Tarim, Flusssystem in Xinjiang, China
Der Tarim River ist ein Flusssystem in der Tarim-Senke, das sich über 2.327 Kilometer erstreckt und damit der längste Binnenwasserlauf Chinas ist. Er verbindet mehrere Wassersysteme in der Provinz Xinjiang miteinander.
Der Fluss wurde bereits während der Han-Dynastie dokumentiert, als der griechische Geograph Ptolemäus ihn unter dem Namen Oichardes aufzeichnete.

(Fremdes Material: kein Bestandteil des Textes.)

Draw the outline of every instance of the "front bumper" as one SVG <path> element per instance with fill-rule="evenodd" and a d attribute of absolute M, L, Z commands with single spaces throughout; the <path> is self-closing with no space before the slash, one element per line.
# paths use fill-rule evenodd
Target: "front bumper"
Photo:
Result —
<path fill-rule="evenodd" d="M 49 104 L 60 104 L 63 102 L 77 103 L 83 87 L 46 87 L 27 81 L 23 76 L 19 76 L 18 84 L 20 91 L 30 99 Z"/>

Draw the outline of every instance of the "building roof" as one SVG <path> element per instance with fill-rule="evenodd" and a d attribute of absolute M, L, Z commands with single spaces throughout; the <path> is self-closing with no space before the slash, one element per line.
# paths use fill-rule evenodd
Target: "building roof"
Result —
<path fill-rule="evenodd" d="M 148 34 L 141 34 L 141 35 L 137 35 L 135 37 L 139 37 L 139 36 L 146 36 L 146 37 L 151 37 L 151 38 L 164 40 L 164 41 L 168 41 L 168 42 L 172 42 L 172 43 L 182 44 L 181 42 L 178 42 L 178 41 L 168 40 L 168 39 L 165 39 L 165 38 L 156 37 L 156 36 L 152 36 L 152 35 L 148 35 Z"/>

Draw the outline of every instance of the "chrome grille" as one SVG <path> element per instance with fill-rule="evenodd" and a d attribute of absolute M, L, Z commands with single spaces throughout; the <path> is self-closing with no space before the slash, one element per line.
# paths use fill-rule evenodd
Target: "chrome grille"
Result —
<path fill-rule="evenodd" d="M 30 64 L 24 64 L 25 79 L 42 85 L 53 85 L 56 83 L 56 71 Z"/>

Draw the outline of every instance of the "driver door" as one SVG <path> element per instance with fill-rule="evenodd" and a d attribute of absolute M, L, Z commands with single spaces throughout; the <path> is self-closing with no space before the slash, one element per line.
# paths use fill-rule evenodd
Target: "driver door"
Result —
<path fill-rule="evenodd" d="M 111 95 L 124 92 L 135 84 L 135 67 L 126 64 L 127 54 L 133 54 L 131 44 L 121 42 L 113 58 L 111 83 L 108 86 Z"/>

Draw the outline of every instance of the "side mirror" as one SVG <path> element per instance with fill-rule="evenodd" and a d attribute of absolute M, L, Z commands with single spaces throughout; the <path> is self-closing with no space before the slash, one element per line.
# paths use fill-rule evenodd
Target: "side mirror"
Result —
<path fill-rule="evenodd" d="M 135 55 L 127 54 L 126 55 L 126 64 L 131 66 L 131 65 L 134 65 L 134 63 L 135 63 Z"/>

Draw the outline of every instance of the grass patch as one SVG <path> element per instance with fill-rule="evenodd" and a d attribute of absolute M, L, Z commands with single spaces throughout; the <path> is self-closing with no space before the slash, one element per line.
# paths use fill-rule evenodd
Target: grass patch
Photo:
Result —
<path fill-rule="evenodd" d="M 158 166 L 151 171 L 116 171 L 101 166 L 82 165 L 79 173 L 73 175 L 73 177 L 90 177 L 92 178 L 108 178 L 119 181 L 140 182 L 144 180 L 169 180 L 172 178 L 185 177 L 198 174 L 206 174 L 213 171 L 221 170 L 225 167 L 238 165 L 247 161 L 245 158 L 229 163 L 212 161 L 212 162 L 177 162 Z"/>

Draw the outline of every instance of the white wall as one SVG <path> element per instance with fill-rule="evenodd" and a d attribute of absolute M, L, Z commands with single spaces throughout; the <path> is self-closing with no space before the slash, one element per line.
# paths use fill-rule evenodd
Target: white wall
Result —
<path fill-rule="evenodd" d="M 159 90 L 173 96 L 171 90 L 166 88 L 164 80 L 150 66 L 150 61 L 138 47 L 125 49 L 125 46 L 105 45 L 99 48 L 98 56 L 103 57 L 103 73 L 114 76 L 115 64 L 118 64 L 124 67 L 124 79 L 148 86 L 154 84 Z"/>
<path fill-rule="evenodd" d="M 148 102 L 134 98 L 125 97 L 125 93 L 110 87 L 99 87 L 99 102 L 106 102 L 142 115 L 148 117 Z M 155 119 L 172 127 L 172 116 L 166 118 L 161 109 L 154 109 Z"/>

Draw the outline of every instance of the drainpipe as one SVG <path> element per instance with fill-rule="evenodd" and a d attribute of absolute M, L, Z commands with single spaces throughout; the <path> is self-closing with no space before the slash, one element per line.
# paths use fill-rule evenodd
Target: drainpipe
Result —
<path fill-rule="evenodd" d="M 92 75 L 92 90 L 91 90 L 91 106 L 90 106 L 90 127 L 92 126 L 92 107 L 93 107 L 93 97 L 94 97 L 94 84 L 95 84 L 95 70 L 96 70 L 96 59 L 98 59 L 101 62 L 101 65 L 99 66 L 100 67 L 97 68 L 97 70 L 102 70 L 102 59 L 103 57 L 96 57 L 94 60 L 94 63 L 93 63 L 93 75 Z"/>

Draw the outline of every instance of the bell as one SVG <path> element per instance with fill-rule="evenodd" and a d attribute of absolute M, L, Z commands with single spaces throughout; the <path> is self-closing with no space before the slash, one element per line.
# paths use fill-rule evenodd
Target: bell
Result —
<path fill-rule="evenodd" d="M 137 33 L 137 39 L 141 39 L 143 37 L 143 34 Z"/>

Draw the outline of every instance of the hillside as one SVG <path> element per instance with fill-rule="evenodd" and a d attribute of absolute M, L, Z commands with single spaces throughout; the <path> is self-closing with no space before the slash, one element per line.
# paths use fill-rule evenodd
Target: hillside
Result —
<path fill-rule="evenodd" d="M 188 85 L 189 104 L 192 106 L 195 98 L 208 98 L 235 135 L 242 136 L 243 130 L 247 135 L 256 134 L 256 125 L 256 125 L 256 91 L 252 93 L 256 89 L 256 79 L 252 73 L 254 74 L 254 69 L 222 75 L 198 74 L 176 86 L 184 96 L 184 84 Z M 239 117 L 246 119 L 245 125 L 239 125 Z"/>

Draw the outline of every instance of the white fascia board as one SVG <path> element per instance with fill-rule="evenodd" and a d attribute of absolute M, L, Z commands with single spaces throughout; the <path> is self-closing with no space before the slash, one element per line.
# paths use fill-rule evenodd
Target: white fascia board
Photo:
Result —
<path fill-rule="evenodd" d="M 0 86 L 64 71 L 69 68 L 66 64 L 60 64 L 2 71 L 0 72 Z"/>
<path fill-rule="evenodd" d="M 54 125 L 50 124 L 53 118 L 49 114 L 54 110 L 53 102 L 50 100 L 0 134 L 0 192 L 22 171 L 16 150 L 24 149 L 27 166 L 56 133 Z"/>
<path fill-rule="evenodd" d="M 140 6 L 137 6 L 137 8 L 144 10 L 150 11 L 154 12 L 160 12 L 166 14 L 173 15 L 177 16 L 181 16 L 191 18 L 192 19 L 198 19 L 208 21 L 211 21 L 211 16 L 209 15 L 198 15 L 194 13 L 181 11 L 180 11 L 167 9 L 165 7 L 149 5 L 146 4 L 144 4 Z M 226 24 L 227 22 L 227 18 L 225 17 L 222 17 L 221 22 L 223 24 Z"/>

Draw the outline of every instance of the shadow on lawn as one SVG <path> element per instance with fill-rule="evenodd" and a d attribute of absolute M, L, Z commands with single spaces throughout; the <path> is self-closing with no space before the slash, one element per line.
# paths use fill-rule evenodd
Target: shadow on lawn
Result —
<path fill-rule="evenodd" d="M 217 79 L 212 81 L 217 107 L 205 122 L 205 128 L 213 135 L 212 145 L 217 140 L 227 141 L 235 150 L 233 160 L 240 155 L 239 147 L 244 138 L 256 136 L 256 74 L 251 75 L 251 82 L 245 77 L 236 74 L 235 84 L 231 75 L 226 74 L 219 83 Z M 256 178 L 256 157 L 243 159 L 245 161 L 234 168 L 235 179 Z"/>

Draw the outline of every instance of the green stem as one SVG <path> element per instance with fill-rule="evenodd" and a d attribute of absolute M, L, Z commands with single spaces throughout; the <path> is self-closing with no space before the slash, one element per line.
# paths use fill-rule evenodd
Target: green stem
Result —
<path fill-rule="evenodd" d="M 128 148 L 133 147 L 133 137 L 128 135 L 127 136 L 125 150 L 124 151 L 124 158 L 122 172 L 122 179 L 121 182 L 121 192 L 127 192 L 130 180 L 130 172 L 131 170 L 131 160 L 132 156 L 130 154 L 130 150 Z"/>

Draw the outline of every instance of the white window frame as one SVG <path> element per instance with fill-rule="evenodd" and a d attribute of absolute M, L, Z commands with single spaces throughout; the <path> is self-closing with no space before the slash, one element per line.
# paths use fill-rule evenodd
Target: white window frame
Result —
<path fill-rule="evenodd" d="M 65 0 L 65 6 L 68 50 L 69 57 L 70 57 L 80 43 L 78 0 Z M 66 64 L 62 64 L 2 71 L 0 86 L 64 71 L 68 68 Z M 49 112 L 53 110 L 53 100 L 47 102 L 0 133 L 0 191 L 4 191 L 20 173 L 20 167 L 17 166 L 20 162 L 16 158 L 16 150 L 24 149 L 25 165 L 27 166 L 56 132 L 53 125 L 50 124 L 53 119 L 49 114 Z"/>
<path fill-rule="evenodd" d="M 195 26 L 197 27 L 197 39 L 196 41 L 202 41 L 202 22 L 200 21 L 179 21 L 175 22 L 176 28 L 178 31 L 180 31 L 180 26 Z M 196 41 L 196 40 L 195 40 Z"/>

Diese frühen Aufzeichnungen zeigen, dass das Gewässer sowohl in östlichen als auch in westlichen historischen Dokumenten präsent war.

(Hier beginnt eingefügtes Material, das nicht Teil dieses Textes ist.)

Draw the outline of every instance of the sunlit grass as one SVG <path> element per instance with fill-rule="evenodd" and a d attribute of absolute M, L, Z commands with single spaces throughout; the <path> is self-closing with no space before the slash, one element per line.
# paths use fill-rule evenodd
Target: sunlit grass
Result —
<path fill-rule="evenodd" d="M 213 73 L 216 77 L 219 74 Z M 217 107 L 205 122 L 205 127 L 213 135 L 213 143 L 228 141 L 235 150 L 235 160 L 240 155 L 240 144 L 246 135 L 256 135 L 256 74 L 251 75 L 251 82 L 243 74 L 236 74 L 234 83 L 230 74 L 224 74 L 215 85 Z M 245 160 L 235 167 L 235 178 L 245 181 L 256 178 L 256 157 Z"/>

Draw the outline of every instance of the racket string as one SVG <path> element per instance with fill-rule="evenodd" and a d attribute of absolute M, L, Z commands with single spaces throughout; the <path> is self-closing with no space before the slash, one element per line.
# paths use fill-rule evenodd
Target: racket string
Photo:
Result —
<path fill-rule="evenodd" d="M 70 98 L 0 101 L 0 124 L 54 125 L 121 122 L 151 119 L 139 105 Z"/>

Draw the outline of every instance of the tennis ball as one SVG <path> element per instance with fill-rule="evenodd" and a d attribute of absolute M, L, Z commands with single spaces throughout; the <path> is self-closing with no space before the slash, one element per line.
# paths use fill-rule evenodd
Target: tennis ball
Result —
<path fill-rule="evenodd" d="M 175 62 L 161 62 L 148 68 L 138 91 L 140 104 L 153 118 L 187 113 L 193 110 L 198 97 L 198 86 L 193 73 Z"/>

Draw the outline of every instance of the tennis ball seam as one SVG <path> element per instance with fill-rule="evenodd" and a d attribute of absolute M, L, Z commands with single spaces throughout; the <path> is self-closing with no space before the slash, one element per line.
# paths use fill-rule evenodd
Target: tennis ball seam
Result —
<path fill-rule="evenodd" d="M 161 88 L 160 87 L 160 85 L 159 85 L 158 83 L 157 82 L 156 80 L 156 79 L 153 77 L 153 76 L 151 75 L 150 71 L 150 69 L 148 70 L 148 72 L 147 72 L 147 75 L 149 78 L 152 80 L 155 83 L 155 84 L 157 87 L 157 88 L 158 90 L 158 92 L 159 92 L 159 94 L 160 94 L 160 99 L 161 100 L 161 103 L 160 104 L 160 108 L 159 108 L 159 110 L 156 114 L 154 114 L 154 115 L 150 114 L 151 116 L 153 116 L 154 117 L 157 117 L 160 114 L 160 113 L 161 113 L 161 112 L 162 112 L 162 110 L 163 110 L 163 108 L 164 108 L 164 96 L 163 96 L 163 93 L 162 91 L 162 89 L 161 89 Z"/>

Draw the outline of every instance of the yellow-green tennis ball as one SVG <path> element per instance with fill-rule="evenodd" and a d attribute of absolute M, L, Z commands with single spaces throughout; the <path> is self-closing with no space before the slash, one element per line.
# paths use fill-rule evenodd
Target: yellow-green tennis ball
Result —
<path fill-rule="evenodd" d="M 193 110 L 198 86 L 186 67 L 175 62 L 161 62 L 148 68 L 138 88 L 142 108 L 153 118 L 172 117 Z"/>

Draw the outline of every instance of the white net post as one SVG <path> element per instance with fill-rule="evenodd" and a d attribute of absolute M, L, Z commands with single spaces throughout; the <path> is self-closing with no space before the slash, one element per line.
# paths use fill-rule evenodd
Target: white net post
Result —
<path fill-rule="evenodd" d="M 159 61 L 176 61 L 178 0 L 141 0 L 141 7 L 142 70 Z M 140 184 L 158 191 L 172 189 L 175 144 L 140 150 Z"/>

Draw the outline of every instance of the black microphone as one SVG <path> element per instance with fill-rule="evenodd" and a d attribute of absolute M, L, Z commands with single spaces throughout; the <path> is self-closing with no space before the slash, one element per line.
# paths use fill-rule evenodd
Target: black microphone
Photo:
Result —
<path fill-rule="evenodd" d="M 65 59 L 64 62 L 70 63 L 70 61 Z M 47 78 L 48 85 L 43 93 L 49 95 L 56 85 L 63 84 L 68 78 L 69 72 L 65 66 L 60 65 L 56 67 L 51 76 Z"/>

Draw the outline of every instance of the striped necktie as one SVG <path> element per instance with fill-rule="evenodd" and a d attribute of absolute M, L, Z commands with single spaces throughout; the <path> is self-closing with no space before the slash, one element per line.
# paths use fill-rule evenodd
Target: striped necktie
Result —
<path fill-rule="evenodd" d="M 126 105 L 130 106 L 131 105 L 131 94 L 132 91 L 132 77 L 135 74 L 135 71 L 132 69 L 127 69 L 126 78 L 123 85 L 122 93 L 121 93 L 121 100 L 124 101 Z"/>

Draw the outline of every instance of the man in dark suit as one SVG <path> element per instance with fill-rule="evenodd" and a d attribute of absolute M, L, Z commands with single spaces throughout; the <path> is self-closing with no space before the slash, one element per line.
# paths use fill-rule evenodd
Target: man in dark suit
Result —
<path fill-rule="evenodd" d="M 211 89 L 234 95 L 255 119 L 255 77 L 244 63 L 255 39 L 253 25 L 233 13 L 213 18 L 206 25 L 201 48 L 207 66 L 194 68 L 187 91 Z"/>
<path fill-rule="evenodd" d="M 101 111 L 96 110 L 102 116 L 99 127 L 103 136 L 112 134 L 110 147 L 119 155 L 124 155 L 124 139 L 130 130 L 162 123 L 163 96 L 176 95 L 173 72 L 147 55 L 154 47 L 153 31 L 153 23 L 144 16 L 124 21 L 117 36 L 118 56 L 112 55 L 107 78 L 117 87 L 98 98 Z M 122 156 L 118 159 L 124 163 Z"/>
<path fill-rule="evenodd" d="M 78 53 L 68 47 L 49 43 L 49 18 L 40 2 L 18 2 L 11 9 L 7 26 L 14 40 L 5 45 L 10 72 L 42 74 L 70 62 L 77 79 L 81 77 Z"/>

Der Fluss trägt in verschiedenen Sprachen unterschiedliche Namen und spielt eine zentrale Rolle in den lokalen Traditionen der Region. Die Uyghurische Bezeichnung Tarim Daryasi und die chinesische Bezeichnung Tarim He zeigen die kulturelle Vielfalt, die das Wasser durchwebt.

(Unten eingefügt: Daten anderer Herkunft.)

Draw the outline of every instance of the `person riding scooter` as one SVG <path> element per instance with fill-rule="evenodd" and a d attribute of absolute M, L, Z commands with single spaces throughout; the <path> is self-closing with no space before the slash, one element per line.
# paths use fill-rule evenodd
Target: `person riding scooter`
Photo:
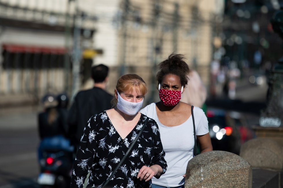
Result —
<path fill-rule="evenodd" d="M 38 150 L 40 173 L 37 182 L 43 187 L 68 187 L 70 184 L 74 147 L 67 138 L 67 106 L 63 102 L 65 101 L 58 99 L 61 98 L 66 99 L 50 94 L 45 96 L 44 111 L 38 115 L 41 140 Z"/>

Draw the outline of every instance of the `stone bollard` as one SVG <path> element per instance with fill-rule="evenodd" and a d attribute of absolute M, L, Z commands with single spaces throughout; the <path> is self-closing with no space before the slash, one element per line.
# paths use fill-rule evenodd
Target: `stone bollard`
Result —
<path fill-rule="evenodd" d="M 212 151 L 201 154 L 188 163 L 185 188 L 251 188 L 251 166 L 234 153 Z"/>
<path fill-rule="evenodd" d="M 253 169 L 283 170 L 283 147 L 273 139 L 260 138 L 249 140 L 241 147 L 240 155 Z"/>

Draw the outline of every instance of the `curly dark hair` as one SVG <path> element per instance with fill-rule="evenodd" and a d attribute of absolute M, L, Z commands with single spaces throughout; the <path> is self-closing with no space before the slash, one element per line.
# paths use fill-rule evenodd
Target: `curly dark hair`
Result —
<path fill-rule="evenodd" d="M 190 69 L 184 61 L 185 59 L 182 54 L 172 53 L 168 59 L 159 63 L 156 79 L 159 83 L 161 83 L 163 77 L 168 74 L 172 74 L 180 77 L 181 84 L 185 86 L 188 83 L 188 75 Z"/>

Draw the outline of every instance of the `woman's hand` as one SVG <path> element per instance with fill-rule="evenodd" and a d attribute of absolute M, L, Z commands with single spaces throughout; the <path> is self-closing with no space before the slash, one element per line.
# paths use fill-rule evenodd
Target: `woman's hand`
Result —
<path fill-rule="evenodd" d="M 161 169 L 162 172 L 162 169 L 159 165 L 153 165 L 149 167 L 144 166 L 140 169 L 137 175 L 137 178 L 138 179 L 139 178 L 141 181 L 144 180 L 146 181 L 147 181 L 154 176 L 158 175 L 158 174 L 161 174 L 159 172 L 160 171 L 159 168 Z"/>

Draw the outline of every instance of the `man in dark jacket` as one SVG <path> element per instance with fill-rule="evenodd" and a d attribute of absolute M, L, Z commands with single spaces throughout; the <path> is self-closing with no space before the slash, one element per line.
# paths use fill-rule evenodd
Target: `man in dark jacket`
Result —
<path fill-rule="evenodd" d="M 76 149 L 80 143 L 84 129 L 89 118 L 96 114 L 111 108 L 113 96 L 105 91 L 109 68 L 102 64 L 91 68 L 94 81 L 92 89 L 79 92 L 75 97 L 68 114 L 69 136 Z"/>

Die Temperaturen in der Nähe des Flusses können 40°C erreichen, während der jährliche Niederschlag in den Wüstengebieten durchschnittlich nur 12 Millimeter beträgt. Eine sorgfältige Wasserwirtschaft ist für die Bewirtschaftung der Landwirtschaft in dieser extremen Umgebung unerlässlich.
Bis 1899 lebten Tiger in den Regionen um den Fluss, wie aus Beobachtungen der Expedition von Sven Hedin hervorgeht. Diese großen Raubtiere sind heute völlig aus der Gegend verschwunden, was die Transformation des Ökosystems über mehr als ein Jahrhundert hinweg zeigt.